La question des coûts est complexe, mais elle représente des enjeux très concrets pour les entreprises EDF, Areva et le CEA, puisque la loi exige qu'ils sécurisent les sommes nécessaires. Quoi qu'il en soit, les réévaluations auront lieu régulièrement et l'ANDRA fournira un chiffrage estimatif. Elle présentera les hypothèses et les données qui seront appelées à évoluer en fonction des connaissances et de l'évolution des techniques.

Un mot sur la culture scientifique. L'ANDRA souhaite valoriser son savoir-faire et tout d'abord en Meuse et en Haute-Marne. Le ministère de la recherche a labellisé « Infrastructure nationale de recherche » l'ensemble constitué par le laboratoire souterrain, l'observatoire pérenne de l'environnement – un outil unique en France en matière de surveillance de l'environnement – et l'Écothèque destinée à conserver les échantillons. Nous avons proposé à l'État de créer un campus universitaire et un centre de formation pour former des étudiants aux techniques d'observation et de mémoire de l'environnement et de la terre. C'est un beau sujet qui pourrait aisément nourrir un projet de territoire.

Pour ce qui est de la vulgarisation, il faut rappeler le rôle du comité local d'information et de suivi du laboratoire souterrain, composé de bénévoles représentant les parties prenantes du territoire et qui a, entre autres, pour mission de vulgariser les documents et les propos de l'ANDRA.

Si la butte de Pierrelatte et les autres sites historiques n'étaient pas mentionnés dans les inventaires de l'ANDRA avant 2000, c'est tout simplement parce que l'inventaire des déchets a été créé à cette date et qu'il n'existait pas auparavant sous cette forme.

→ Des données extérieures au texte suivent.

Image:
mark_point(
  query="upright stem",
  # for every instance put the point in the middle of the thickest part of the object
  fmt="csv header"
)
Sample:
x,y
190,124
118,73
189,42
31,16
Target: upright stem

La diffusion du savoir-faire français à l'étranger est l'une des missions que nous a confiées la loi. Nous entendons toutefois concentrer nos forces sur les projets nationaux. Cela dit, nous sommes prêts à aider d'autres pays à progresser en matière de gestion à long terme de leurs déchets, car le modèle français – qui prévoit le contrôle parlementaire et la création d'une agence publique dédiée – est un exemple pour de nombreux pays.